The journey to the Constitutional Court began in May 2019, when 173 Oak Valley Estate employees, organised by the Commercial, Stevedoring, Agriculture and Allied Workers Union, CSAAWU, went on strike.

The CSAAWU is a trade union that organises farm workers in the Western Cape.

The strike was against what they saw as racial discrimination in Oak Valley’s employment practices and the payment of wages on which it was not possible to lead a dignified life.

The strikers claimed Oak Valley was behaving unlawfully by failing to provide humane living conditions for black African workers and their families.

CSAAWU argued that all the workers were from the Eastern Cape and housed in male-only hostels, where they live in single rooms with up to four people in a room and that they are allegedly not allowed to bring their families to live with them.

It was when the strike “triggered incidents of intimidation, damage to property, and interference with Oak Valley’s business operations, as well as breaches of the picketing rules determined by the CCMA,” that Oak Valley Estate went to the Labour Court seeking an interdict against CSAAWU and 173 employees.
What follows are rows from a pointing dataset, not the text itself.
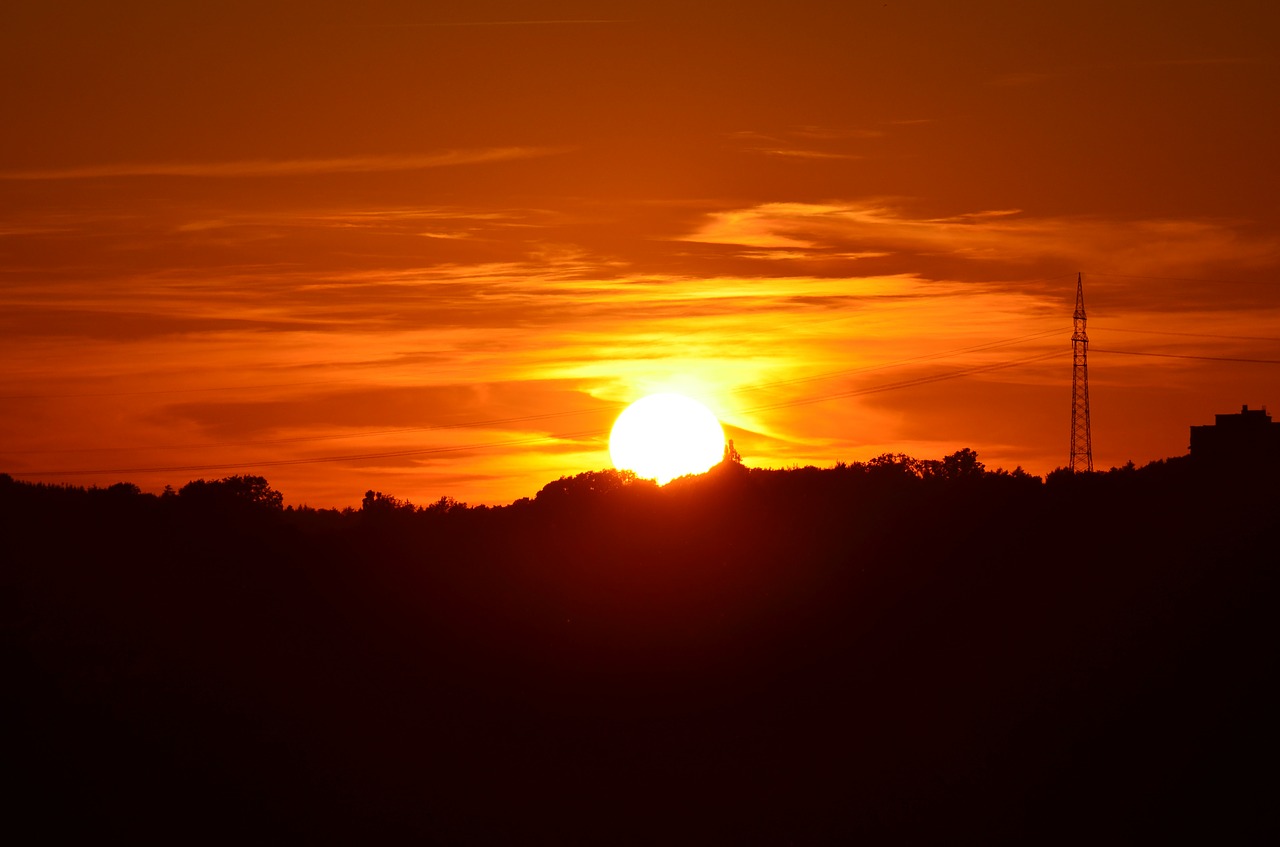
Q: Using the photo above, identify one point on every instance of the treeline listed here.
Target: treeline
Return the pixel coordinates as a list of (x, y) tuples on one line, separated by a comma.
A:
[(890, 651)]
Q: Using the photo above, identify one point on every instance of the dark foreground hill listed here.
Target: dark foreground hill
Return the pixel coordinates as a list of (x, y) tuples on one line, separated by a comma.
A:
[(894, 653)]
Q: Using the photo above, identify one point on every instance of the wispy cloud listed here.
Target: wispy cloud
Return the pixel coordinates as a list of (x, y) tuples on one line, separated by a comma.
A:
[(289, 166), (1157, 246)]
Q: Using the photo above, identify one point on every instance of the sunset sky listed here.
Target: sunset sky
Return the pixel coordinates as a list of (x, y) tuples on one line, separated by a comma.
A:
[(434, 248)]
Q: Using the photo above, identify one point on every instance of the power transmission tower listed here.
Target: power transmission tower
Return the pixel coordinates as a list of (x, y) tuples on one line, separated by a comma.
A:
[(1082, 445)]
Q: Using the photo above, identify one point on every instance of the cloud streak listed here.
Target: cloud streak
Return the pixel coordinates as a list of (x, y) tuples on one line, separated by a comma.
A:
[(288, 166)]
The order was granted, but on appeal, the Labour Appeal Court refused to uphold parts of the Labour Court’s order that had the effect of evicting striking employees who reside on Oak Valley’s property.

It also concluded that the Labour Court did not have jurisdiction over alleged breaches of the picketing rules by the CCMA and consequently set aside portions of the Labour Court’s order dealing with non-compliance with the picketing rules.
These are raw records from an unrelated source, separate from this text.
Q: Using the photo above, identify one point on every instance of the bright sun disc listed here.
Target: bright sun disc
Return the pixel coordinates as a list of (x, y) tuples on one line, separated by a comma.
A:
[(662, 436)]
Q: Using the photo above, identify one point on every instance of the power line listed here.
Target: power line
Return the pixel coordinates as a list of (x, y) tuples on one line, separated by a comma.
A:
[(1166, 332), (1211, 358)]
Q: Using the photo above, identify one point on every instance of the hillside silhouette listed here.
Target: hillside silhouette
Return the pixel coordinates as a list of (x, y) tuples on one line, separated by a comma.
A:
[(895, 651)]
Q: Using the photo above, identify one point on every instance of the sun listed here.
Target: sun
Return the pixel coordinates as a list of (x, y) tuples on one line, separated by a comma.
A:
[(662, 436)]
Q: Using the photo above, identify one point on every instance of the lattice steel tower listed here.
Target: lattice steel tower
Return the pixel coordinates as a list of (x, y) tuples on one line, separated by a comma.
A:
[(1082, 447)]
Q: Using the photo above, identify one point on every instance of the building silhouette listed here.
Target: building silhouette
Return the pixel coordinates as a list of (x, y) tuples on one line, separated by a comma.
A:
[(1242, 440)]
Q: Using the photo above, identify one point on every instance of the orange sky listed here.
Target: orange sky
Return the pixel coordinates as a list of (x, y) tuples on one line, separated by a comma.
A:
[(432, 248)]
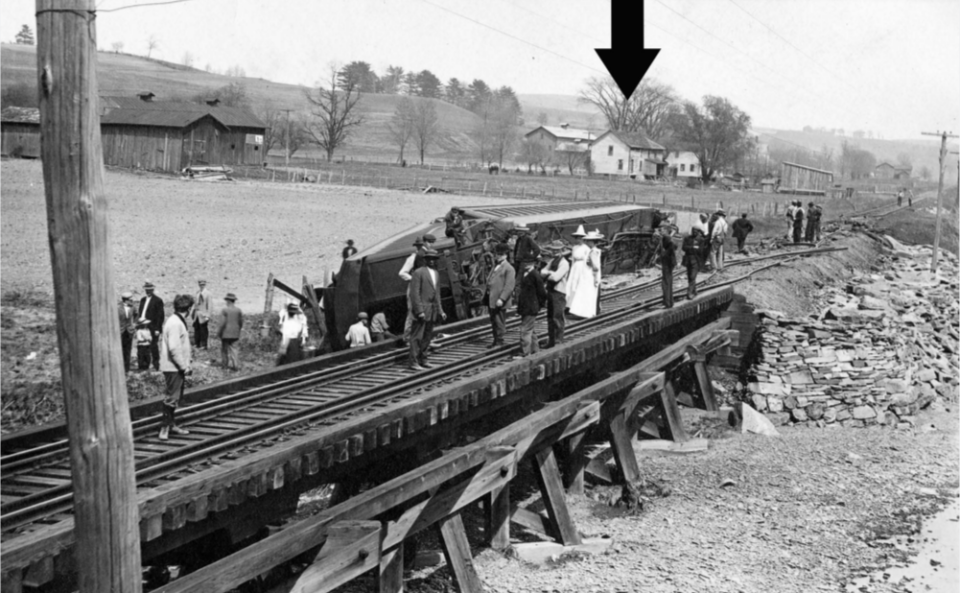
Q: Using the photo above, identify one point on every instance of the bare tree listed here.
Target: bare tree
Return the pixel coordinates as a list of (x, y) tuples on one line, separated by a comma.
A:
[(152, 44), (334, 113), (426, 126), (401, 124), (648, 110)]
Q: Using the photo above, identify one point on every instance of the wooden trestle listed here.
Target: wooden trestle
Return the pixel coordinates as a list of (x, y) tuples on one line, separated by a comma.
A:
[(433, 494)]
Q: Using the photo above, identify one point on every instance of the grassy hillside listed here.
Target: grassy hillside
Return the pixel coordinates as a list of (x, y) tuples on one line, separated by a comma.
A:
[(122, 74)]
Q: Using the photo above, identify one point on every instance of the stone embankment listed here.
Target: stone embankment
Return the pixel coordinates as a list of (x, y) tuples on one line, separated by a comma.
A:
[(883, 346)]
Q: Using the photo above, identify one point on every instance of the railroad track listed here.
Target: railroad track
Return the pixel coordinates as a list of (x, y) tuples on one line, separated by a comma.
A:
[(35, 482)]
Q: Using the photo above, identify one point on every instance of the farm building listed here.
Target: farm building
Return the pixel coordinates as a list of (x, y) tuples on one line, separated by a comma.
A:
[(887, 171), (139, 132), (800, 179), (627, 153), (21, 132), (682, 163)]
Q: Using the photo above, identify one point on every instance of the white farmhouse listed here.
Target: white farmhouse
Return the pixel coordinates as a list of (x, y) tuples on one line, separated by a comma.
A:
[(682, 163), (626, 153)]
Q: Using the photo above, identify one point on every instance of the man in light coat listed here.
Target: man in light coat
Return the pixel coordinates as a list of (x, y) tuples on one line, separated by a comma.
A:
[(175, 363), (500, 285)]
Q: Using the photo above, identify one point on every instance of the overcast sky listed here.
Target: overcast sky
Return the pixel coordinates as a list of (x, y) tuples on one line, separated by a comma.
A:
[(889, 66)]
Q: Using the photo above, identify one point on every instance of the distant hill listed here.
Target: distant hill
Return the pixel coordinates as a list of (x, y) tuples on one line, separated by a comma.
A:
[(127, 75)]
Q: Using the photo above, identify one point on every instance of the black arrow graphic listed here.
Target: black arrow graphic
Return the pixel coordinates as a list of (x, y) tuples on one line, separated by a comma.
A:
[(625, 63)]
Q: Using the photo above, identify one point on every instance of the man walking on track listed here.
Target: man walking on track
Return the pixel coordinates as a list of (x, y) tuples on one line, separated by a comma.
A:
[(425, 302), (151, 310), (500, 285), (175, 363)]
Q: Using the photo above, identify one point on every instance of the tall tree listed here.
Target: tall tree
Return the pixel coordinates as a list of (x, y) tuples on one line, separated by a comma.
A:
[(428, 85), (718, 132), (334, 112), (426, 126), (25, 36), (401, 124), (455, 93), (648, 110)]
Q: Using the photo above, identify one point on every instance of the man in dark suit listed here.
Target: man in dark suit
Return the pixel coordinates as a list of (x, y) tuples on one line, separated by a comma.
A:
[(500, 285), (151, 311), (425, 306), (128, 327), (532, 297)]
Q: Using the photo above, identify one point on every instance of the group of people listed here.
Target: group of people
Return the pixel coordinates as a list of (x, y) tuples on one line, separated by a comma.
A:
[(164, 342), (796, 216)]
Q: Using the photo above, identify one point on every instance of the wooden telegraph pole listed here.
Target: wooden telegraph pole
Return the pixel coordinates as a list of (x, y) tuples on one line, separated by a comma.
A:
[(943, 165), (88, 327)]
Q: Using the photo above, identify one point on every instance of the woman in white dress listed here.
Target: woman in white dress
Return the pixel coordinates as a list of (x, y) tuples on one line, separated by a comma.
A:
[(583, 283)]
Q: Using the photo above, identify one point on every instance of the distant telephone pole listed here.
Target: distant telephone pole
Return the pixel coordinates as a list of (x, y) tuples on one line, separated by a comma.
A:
[(943, 165)]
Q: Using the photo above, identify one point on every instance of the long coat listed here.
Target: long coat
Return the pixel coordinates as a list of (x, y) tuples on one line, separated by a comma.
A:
[(424, 296)]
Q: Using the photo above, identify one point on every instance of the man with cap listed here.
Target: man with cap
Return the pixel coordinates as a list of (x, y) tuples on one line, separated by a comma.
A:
[(500, 285), (128, 327), (358, 334), (718, 234), (293, 335), (202, 311), (229, 332), (668, 261), (426, 309), (413, 261), (151, 310), (526, 248), (531, 298), (555, 281), (175, 363)]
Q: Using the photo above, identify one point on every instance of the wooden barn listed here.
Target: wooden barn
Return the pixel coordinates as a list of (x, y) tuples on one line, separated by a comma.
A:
[(21, 132), (800, 179), (141, 133)]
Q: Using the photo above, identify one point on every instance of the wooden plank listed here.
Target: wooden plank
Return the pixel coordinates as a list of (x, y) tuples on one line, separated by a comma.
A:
[(352, 548), (551, 488), (456, 550)]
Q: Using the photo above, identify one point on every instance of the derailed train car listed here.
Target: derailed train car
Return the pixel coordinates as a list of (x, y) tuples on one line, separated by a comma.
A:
[(369, 281)]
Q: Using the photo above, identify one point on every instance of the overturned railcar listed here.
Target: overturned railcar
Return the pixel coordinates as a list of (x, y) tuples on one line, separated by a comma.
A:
[(369, 281)]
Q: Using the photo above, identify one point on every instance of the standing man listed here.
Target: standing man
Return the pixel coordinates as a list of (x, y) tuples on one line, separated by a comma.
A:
[(500, 285), (201, 316), (128, 327), (175, 363), (717, 236), (425, 301), (229, 332), (798, 223), (668, 261), (741, 228), (358, 334), (555, 279), (151, 310), (531, 299), (692, 249), (349, 249), (526, 248)]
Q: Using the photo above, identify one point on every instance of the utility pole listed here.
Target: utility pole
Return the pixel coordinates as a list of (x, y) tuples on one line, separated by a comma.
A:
[(943, 165), (106, 518)]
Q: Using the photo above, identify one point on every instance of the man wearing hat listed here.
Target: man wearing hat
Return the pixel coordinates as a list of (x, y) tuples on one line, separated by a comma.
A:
[(128, 327), (358, 334), (201, 316), (500, 285), (175, 363), (151, 309), (229, 332), (555, 281), (426, 309), (526, 248), (413, 262)]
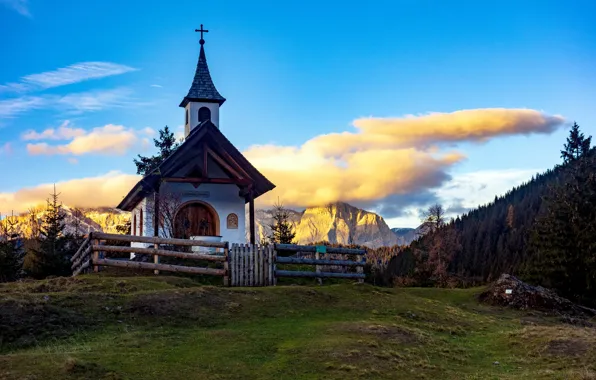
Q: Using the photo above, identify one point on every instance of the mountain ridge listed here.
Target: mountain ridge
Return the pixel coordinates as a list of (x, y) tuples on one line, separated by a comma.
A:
[(336, 223)]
The Labour Appeal Court upheld the remainder of the interdict against the CSAAWU and the 173 workers because Oak Valley was “able to name certain individuals who participated in what it considered to be unlawful acts together with a further group of unnamed but clearly unidentifiable individuals,” during the strike.

Appearing for the workers and the CSAAWU at the Constitutional Court, advocate Irene De Vos argued that the effect of the Labour Court and Labour Appeal Court judgments is that “an interdict can be issued against a person who merely participated in a protected strike or a lawful protest during which others committed some unlawful conduct.”
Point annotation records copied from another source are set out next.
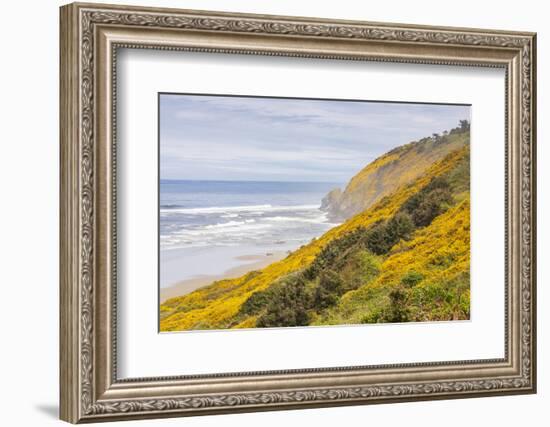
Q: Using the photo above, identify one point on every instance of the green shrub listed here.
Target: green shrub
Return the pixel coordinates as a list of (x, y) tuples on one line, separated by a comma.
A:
[(328, 291), (287, 306), (412, 278)]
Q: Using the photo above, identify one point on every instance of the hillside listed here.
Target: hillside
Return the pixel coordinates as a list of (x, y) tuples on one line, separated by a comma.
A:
[(405, 258), (391, 171)]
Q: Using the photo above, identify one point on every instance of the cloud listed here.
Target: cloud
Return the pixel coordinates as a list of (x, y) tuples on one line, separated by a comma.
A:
[(242, 138)]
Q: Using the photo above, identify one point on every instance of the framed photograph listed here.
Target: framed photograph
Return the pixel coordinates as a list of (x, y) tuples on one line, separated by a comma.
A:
[(266, 212)]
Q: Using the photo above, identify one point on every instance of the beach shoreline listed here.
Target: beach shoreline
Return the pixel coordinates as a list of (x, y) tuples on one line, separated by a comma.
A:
[(252, 262)]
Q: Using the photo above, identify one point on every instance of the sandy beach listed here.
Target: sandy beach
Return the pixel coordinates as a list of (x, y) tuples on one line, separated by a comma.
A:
[(249, 263)]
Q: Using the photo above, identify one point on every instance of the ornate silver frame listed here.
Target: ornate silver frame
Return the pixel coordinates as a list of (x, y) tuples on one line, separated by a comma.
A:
[(90, 36)]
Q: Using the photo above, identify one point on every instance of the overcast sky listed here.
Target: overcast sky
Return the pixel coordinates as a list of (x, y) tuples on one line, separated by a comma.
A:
[(273, 139)]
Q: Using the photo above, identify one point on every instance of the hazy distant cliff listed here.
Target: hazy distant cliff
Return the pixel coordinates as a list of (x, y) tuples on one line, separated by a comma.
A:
[(392, 170), (404, 256)]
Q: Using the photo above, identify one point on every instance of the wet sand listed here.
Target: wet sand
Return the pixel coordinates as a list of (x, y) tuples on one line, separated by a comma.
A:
[(250, 263)]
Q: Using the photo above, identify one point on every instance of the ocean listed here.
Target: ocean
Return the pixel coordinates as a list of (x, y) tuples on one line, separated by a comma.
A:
[(208, 227)]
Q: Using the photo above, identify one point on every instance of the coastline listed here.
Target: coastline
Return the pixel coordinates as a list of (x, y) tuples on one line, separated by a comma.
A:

One of the Constitutional Court judges, Judge Zukisa Tshiqi, pointed out that the strike and the interdict happened in 2019 and asked De Vos why she had brought the matter to the Constitutional Court and whether the whole thing was not just an academic exercise.

De Vos said: “This is an interdict which applies ad infinitum with no limit to the strike, and this means the impact on these particular workers extends even after the strike has been called off.”

De Vos argued that the Labour Appeal Court applied the incorrect test for establishing whether the final interdict ought to have been granted against the employees who remained on strike while others returned to work.

De Vos said that the papers and the findings of the Labour Court and Labour Appeal Court do not establish a factual link between the applicants and the conduct they were interdicted and restrained from committing.

Oak Valley did not oppose the appeal and did not file opposing papers.